I like to think that everyone has something—a book, a movie, a TV show, a radio drama—that they turn to when life isn’t going so super awesome, or even when they’re just tired or a little stressed.
My favorite emotional comfort food is the television show Bones, which is now in its tenth season. I’m glad there are new episodes to look forward to, but I’m equally happy watching previous seasons. Over. And over. And over (much to my husband’s consternation).
The reason for this obsession is simple: Bones features confident, intelligent women using their brains to fight bad guys.
This isn’t one of those police procedurals in which there’s a token lady or two (often a tomboy cop). From the second season on, fully half of the starring cast is composed of brilliant lady scientists, and two of them are people of color. Frequent guest stars include more awesome ladies, as well as more people of color.
The basic premise isn’t all that different from other science-based procedurals like CSI or NCIS: A team of scientists examines the evidence using advanced knowledge and technology, and the cops use their guts to hypothesize and suss out motives.
The evidence, however, consists primarily of human skeletons. Dr. Temperance Brennan, nicknamed Bones, is a forensic anthropologist who can reconstruct a person’s life and how they were murdered from the impressions and marks left on the bones.
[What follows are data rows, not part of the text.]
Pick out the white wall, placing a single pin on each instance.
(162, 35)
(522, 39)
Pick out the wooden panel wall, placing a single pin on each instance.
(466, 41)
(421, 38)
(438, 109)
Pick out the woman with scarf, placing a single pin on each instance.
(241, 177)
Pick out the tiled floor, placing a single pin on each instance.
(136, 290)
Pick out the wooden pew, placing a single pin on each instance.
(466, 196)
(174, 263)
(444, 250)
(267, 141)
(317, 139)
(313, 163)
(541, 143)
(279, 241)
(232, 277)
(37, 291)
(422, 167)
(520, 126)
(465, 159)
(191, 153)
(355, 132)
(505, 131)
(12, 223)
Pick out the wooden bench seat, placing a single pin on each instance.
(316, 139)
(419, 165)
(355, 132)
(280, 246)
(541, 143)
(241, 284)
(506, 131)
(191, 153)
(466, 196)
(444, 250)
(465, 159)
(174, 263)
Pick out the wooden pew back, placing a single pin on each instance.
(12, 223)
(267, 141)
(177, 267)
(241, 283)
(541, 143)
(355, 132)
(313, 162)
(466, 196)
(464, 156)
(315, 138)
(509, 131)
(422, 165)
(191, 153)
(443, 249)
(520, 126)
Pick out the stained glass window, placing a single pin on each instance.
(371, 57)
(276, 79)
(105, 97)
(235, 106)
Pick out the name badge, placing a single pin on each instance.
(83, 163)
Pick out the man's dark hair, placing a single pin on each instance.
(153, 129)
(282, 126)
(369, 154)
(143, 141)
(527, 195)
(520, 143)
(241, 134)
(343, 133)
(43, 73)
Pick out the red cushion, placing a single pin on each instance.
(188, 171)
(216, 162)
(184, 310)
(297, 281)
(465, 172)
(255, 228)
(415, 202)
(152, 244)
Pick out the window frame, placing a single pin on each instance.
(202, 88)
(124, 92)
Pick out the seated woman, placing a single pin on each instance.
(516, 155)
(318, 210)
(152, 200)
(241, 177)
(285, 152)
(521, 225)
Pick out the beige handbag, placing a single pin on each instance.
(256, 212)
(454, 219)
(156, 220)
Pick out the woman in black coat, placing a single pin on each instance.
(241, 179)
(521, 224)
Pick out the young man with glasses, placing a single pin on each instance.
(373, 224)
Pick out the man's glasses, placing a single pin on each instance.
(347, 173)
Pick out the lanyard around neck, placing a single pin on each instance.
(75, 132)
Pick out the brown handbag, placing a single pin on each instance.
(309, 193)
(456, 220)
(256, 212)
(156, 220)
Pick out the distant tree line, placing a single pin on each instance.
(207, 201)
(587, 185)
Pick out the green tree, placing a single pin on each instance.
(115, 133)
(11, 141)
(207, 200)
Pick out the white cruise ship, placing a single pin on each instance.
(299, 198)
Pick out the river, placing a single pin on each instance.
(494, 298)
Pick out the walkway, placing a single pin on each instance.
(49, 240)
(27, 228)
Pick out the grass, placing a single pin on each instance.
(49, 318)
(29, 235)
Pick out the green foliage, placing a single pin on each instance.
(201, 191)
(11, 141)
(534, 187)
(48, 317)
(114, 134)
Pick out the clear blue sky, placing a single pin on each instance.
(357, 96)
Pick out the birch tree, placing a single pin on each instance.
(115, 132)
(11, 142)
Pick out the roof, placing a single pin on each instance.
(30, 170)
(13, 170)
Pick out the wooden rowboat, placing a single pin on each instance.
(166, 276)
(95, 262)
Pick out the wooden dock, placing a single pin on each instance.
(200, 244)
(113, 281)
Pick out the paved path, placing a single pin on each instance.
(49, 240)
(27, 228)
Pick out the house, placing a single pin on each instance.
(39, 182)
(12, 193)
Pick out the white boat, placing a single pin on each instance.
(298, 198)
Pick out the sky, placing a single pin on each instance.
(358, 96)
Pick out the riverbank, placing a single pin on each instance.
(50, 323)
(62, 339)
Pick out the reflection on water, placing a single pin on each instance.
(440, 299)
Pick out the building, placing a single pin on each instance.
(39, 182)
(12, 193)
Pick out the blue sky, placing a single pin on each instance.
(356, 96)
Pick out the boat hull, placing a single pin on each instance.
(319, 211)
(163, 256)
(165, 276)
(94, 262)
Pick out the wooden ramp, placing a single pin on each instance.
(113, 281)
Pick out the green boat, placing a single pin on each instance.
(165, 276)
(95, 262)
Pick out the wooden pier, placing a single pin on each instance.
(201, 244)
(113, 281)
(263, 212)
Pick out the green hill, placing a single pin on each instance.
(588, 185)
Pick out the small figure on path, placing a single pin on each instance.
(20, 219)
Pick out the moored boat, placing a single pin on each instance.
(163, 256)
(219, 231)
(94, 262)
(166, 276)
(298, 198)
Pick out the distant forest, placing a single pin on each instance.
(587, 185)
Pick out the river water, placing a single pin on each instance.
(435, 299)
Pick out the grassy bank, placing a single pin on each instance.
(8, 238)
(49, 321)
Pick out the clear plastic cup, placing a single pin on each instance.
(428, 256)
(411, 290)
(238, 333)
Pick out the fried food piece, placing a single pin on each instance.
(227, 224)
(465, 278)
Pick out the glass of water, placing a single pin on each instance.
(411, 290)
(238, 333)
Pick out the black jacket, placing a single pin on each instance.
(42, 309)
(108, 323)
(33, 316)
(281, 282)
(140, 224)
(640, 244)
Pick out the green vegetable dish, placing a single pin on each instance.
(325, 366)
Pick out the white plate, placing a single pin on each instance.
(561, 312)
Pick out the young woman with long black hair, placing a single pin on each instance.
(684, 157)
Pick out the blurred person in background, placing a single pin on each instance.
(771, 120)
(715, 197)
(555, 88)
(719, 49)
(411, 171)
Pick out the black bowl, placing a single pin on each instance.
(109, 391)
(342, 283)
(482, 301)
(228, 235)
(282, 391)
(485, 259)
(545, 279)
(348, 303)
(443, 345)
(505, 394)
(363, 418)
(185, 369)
The murders Bones and her partner FBI Special Agent Seeley Booth solve are fascinating, but the dialogue between the two of them is stimulating as well. Brennan relies on hard science to inform her worldview, and has a tendency to reduce everything from body functions to human emotions to scientific facts. Booth believes in god and his instincts, and their differences come out in frequent discussions about culture, love, children, work, and religion.
Bones isn’t perfect—in later seasons there’s a tendency to reduce female happiness to getting pregnant—but compared to most other shows, it holds up pretty well against my stringent feminist criteria.
The next new episode won’t air until March, so you have plenty of time to watch the previous nine seasons.